The howls of protest from recreational dog mushers over city plans to push them out of Kam Lake have been quieted for now but they will surely sound off yet again.

The granting of a two-year lease extension to the Yellowknife Dog Trotters Association by city council takes the heat off the city, but ensures the next group of councillors will have their hands full. It’s unfortunate because after 40 years sheltering their dogs at Kam Lake, the dog trotters deserve some certainty as do the people the city has convinced in recent years to build $1 million homes a stone’s throw away at Grace Lake South.

The neighbourhood in Kam Lake has evolved since the Dog Trotters first leased their lot more than 30 years ago. It has transformed from a primarily industrial zone to a light industrial and commercial area with a growing residential population.

Herein lies the problem. Dog kennels and residential properties don’t mix. Kennels are noisy and smelly. There is simply no way to get them to conform to the 11 p.m. noise bylaw.
The problem began when the city started allowing caretaker residences in the Kam Lake industrial zone. Over time, as the city’s population grew, other neighbourhoods, such as Demelt Crescent and Block 550, have been allowed to pop up within ear shot of the howling dogs.

The association says its close to 200 dogs are a fraction of the 700 sled dogs, give or take, that live at Kam Lake on private property. But, the Dog Trotters, in spite of their vigorous protests to remain, are the easiest targets for removal because they don’t own the land.
Sooner or later city hall is going to have to come up with a solution, and council will be asked to approve it.
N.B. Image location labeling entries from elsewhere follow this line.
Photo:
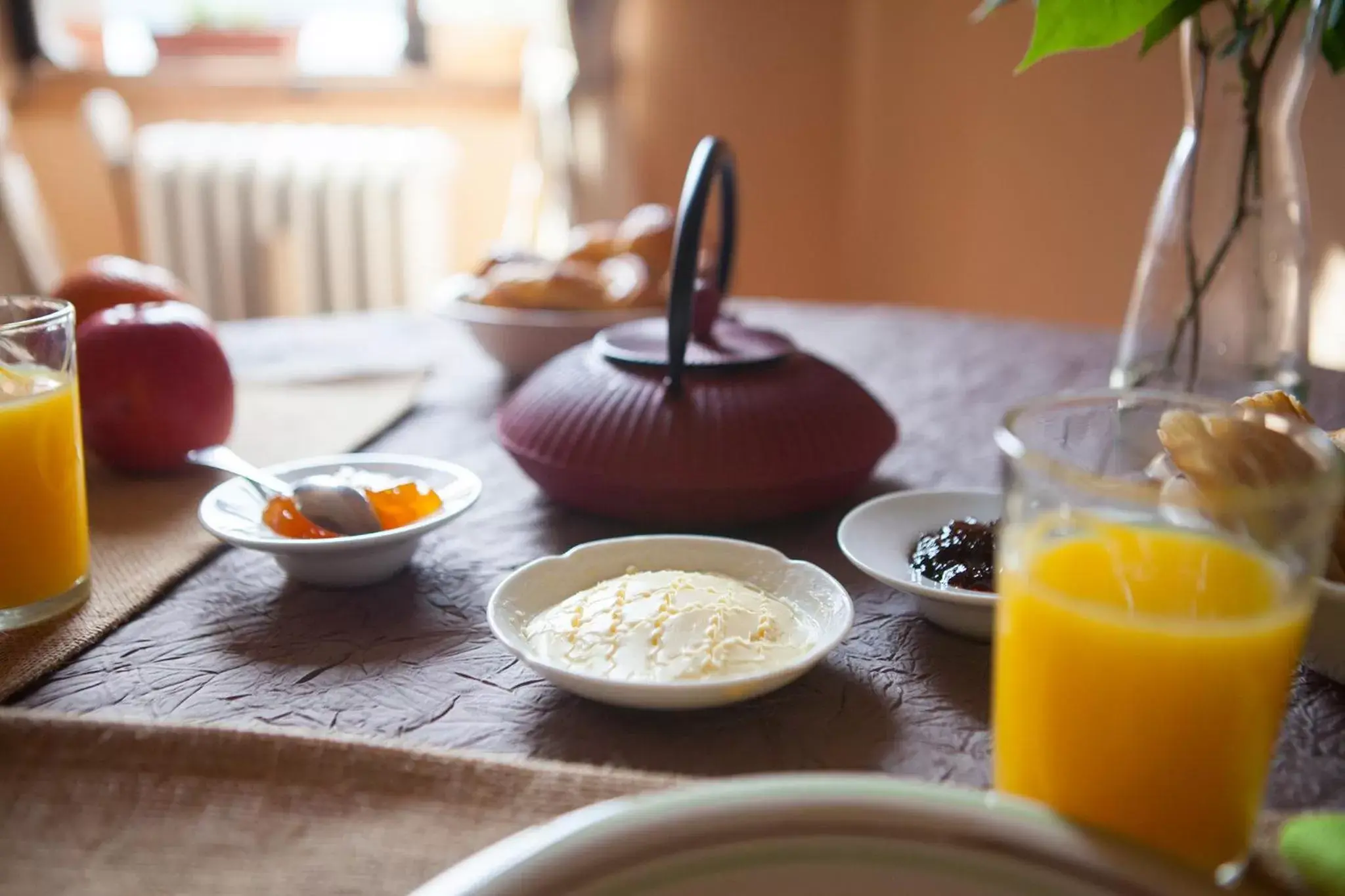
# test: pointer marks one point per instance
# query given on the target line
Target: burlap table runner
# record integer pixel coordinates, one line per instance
(146, 535)
(129, 807)
(135, 809)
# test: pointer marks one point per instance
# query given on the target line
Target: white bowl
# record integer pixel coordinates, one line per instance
(877, 538)
(814, 834)
(540, 585)
(523, 339)
(232, 512)
(1325, 648)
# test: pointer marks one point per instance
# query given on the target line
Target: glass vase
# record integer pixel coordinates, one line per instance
(1220, 299)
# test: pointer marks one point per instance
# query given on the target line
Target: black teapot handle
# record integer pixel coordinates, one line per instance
(712, 158)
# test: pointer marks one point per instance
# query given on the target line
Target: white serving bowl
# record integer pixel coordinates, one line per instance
(232, 512)
(814, 834)
(544, 584)
(877, 538)
(523, 339)
(1325, 648)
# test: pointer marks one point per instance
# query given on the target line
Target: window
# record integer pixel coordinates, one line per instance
(459, 39)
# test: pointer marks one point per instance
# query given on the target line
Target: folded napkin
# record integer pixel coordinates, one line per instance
(1314, 848)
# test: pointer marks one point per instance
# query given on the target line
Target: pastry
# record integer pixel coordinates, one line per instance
(595, 244)
(1210, 454)
(626, 278)
(564, 286)
(648, 232)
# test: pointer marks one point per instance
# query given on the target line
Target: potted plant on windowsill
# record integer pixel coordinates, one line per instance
(1220, 299)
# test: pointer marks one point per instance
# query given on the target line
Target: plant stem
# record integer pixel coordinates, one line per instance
(1248, 179)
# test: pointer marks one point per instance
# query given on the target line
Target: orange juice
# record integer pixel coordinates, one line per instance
(43, 515)
(1141, 676)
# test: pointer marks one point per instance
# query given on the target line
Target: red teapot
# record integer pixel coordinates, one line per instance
(735, 425)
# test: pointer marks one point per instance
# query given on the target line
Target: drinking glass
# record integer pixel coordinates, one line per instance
(1152, 610)
(43, 511)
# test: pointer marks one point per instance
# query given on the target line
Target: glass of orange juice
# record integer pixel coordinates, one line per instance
(43, 512)
(1151, 616)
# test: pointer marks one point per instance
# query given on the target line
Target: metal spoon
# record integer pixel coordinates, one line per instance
(335, 507)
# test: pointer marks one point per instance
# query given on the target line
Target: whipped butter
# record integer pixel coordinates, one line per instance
(670, 626)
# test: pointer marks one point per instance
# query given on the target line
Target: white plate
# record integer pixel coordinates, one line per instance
(827, 834)
(877, 538)
(232, 512)
(523, 339)
(544, 584)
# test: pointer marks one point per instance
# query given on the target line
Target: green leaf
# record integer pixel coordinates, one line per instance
(1333, 37)
(1168, 19)
(1080, 24)
(1314, 847)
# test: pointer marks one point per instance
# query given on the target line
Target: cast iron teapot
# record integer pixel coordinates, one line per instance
(736, 425)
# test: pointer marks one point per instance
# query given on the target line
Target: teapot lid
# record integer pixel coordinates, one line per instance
(717, 343)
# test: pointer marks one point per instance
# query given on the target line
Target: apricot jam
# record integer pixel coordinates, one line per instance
(395, 507)
(283, 517)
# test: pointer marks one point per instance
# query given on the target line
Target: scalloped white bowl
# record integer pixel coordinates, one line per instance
(523, 339)
(816, 834)
(232, 512)
(807, 589)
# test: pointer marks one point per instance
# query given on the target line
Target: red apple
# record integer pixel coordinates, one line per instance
(154, 385)
(112, 280)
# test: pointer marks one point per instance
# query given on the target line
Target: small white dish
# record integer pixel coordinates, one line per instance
(1325, 648)
(544, 584)
(523, 339)
(877, 538)
(814, 834)
(232, 512)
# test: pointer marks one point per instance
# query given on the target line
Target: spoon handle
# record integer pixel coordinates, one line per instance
(221, 458)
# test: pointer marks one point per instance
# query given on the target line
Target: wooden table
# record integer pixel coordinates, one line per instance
(413, 657)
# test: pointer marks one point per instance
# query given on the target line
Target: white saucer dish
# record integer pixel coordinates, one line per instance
(807, 589)
(523, 339)
(232, 512)
(877, 538)
(1325, 648)
(813, 834)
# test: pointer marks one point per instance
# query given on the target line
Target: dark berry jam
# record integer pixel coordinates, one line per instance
(961, 555)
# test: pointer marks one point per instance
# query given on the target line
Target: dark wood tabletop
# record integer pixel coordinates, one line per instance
(413, 658)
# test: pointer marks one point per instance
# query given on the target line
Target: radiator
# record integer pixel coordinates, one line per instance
(296, 219)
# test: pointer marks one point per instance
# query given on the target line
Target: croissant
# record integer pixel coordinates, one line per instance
(1216, 453)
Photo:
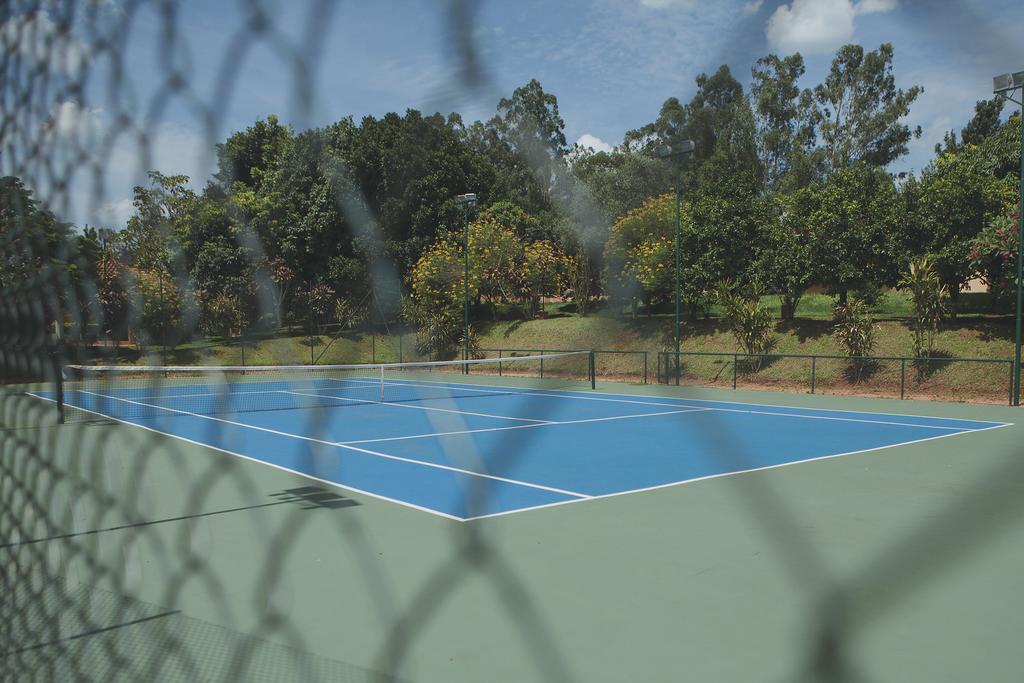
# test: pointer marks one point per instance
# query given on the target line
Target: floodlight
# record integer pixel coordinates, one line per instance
(1008, 83)
(682, 147)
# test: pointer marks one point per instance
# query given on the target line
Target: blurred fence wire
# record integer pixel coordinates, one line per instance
(105, 549)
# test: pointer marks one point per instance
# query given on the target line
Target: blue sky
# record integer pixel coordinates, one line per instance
(610, 62)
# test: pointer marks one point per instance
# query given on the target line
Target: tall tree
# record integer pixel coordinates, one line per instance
(857, 216)
(784, 121)
(719, 120)
(982, 125)
(859, 110)
(248, 156)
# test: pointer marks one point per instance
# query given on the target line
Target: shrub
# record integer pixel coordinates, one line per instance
(930, 299)
(749, 321)
(854, 330)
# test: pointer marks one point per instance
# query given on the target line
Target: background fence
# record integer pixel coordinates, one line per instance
(903, 377)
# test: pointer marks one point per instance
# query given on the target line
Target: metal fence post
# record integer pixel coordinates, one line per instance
(1011, 382)
(902, 374)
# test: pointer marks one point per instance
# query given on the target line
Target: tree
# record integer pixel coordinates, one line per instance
(993, 254)
(719, 120)
(248, 156)
(620, 181)
(784, 261)
(36, 244)
(857, 217)
(958, 195)
(784, 122)
(859, 110)
(985, 123)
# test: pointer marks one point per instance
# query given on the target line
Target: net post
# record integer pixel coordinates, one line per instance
(1011, 383)
(58, 388)
(902, 373)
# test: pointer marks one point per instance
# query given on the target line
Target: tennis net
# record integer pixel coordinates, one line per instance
(86, 392)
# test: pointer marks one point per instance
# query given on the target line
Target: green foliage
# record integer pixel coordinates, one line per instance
(438, 331)
(931, 300)
(858, 221)
(859, 110)
(784, 261)
(748, 318)
(715, 230)
(35, 244)
(503, 268)
(248, 156)
(784, 121)
(225, 314)
(581, 282)
(853, 328)
(157, 312)
(958, 195)
(993, 253)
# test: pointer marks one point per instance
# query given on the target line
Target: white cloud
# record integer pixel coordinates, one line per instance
(39, 41)
(818, 26)
(69, 121)
(594, 142)
(115, 214)
(662, 4)
(869, 6)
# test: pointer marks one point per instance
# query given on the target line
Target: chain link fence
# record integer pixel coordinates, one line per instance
(127, 555)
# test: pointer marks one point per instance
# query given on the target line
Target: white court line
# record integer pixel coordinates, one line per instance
(306, 475)
(721, 475)
(705, 400)
(531, 392)
(537, 507)
(349, 447)
(418, 408)
(548, 424)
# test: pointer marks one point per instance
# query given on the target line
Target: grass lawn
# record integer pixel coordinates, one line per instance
(974, 334)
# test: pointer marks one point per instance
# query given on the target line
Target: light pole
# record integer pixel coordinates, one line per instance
(1005, 86)
(676, 153)
(467, 201)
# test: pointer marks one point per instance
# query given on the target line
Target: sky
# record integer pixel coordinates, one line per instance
(610, 63)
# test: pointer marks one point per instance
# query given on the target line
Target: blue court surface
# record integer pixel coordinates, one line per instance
(470, 451)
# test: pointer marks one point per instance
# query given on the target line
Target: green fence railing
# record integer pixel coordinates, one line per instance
(951, 378)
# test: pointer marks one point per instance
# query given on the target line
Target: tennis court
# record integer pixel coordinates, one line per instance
(455, 445)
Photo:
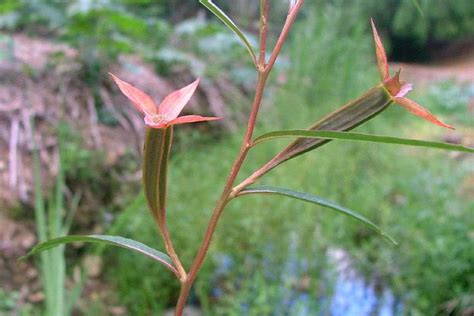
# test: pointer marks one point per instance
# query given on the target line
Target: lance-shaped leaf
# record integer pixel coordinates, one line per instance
(111, 240)
(345, 118)
(155, 166)
(230, 24)
(360, 137)
(316, 200)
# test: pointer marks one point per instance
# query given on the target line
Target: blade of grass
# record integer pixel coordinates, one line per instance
(361, 137)
(264, 189)
(214, 9)
(40, 221)
(118, 241)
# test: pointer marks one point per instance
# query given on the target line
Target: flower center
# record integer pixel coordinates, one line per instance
(158, 118)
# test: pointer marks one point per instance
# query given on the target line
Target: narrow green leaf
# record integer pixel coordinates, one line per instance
(361, 137)
(111, 240)
(345, 118)
(316, 200)
(230, 24)
(155, 168)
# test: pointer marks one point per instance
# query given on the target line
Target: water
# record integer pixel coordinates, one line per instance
(347, 292)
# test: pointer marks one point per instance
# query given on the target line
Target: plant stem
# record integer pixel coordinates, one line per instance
(227, 193)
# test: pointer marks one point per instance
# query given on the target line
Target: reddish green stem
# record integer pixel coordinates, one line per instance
(227, 193)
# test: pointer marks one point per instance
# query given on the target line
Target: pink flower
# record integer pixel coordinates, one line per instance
(165, 114)
(397, 88)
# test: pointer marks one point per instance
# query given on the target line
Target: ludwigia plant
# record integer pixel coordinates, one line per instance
(160, 120)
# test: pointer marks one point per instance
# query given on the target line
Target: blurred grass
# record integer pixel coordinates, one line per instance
(412, 193)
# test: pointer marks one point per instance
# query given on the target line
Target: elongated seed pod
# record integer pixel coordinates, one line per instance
(155, 166)
(345, 118)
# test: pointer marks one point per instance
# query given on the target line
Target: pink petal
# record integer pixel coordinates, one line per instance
(420, 111)
(192, 119)
(381, 54)
(174, 103)
(155, 124)
(142, 101)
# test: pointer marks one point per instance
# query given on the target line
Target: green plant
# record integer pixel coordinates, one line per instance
(52, 222)
(160, 120)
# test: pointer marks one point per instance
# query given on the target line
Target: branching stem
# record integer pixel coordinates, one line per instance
(264, 70)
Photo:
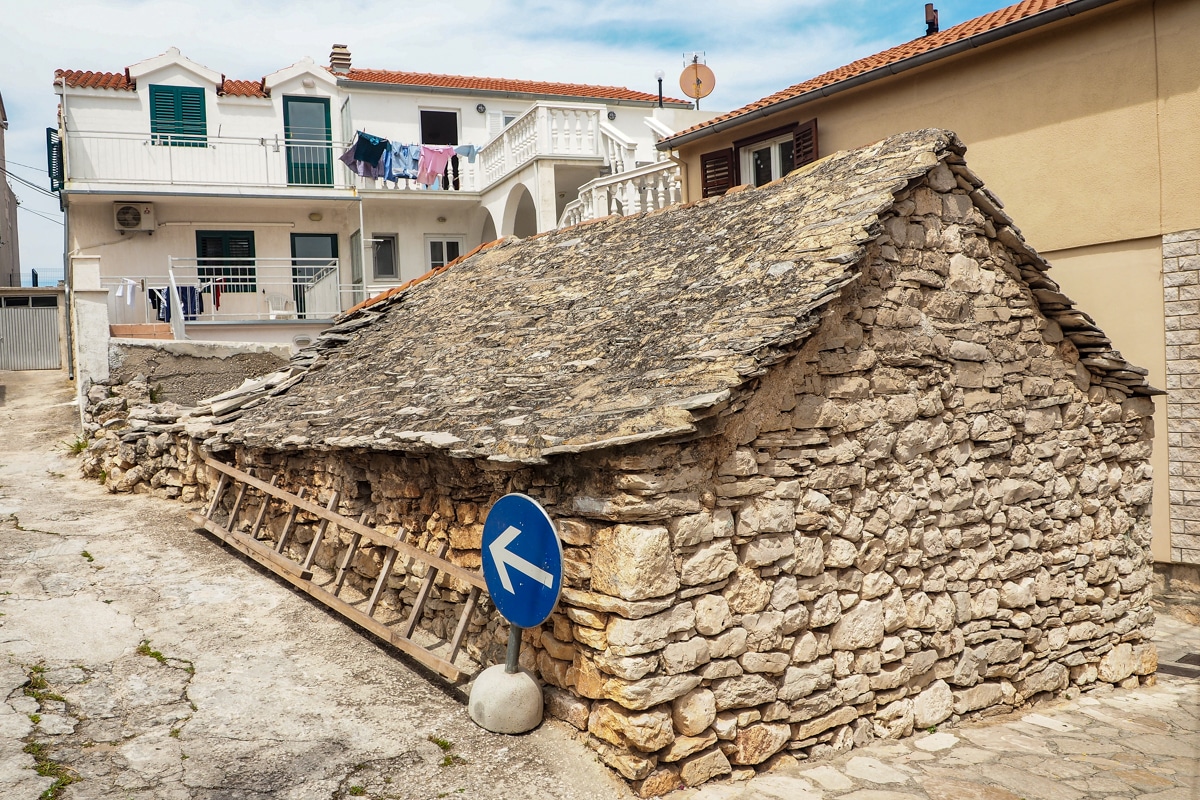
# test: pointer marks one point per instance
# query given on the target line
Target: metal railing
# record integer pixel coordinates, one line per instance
(645, 188)
(228, 290)
(273, 162)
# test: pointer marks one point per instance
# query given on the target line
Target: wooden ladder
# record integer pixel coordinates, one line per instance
(328, 587)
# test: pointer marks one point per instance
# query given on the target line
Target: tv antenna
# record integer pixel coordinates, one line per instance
(697, 80)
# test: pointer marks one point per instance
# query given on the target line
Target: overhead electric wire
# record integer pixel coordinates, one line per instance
(29, 184)
(25, 166)
(45, 216)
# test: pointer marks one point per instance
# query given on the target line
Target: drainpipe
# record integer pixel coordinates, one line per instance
(67, 282)
(363, 252)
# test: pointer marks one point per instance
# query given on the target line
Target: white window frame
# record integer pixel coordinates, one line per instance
(777, 162)
(395, 257)
(461, 240)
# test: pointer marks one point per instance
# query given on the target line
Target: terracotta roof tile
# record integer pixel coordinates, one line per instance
(917, 47)
(243, 88)
(502, 84)
(121, 80)
(81, 79)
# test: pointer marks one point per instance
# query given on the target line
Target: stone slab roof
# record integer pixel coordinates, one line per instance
(613, 331)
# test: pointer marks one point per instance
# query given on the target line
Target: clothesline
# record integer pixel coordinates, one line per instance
(376, 157)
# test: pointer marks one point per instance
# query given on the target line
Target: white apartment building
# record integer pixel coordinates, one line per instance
(228, 202)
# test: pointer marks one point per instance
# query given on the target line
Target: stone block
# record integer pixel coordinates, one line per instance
(756, 743)
(862, 626)
(763, 515)
(744, 691)
(631, 765)
(977, 697)
(1117, 663)
(631, 637)
(702, 767)
(634, 563)
(747, 591)
(565, 707)
(646, 731)
(684, 746)
(694, 711)
(711, 563)
(933, 705)
(660, 781)
(685, 656)
(649, 691)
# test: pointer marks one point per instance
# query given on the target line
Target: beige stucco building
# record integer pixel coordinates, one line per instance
(1081, 116)
(10, 256)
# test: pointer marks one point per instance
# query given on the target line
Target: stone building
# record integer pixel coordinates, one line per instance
(832, 459)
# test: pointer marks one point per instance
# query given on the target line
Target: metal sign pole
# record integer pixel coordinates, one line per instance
(510, 663)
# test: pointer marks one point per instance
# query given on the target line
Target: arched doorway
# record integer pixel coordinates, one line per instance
(520, 212)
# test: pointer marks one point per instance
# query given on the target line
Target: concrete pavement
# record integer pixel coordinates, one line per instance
(143, 661)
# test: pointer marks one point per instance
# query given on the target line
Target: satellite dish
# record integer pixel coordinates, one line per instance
(697, 80)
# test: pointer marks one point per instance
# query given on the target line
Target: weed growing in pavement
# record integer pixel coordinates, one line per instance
(46, 767)
(144, 650)
(449, 759)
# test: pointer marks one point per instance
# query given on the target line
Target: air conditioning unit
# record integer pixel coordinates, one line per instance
(133, 216)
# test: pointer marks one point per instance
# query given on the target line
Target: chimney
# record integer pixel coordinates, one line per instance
(340, 59)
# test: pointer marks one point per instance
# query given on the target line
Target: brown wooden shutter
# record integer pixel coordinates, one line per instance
(717, 172)
(805, 143)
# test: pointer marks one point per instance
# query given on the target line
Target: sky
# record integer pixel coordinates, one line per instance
(754, 47)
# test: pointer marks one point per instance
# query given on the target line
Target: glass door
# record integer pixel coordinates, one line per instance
(315, 276)
(310, 144)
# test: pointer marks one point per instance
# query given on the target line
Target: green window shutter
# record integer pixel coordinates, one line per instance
(177, 115)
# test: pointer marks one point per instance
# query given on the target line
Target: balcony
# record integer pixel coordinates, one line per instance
(643, 188)
(556, 131)
(112, 161)
(105, 160)
(225, 290)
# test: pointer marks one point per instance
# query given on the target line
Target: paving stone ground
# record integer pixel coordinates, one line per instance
(1138, 744)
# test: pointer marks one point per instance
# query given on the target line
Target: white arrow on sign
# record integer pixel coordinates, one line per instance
(504, 558)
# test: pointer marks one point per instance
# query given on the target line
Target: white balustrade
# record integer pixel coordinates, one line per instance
(544, 131)
(645, 188)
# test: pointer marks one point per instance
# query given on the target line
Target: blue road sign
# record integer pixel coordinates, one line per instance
(522, 560)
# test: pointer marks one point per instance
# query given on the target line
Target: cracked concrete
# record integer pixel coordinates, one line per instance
(256, 692)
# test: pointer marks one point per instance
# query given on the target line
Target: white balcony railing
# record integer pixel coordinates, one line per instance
(213, 161)
(555, 131)
(643, 188)
(228, 290)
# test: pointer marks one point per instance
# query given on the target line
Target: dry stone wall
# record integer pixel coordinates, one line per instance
(931, 510)
(1181, 292)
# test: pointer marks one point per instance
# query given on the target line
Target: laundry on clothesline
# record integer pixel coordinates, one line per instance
(126, 288)
(190, 300)
(376, 157)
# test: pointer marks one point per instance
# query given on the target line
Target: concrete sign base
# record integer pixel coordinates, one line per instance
(504, 702)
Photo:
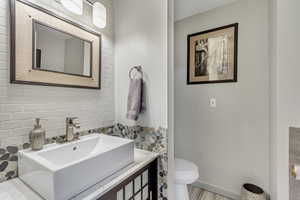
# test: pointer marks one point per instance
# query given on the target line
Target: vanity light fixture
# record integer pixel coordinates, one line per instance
(99, 15)
(75, 6)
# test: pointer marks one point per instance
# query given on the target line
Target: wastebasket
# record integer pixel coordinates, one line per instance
(252, 192)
At this point it doesn’t appear realistic, despite the established presence of sled dogs at Kam Lake, for the dog trotters to remain. Yes, dog mushing is an important part of Yellowknife’s history and culture. Yes, dog mushing is attractive to tourists. But, as long as council continues to allow residential development to encroach on the dog mushers, they will continue to lose.

Hopefully, the two-year extension will give the city time to make the proposed Engle District relocation suitable for the dog trotters.

They have spent many years developing trails and other infrastructure for them, so the city must help them in this regard – plus allow for a caretaker residence. But, at this time, let it be it resolved that this does not lead to any more neighbourhood building in non-residential areas of the city.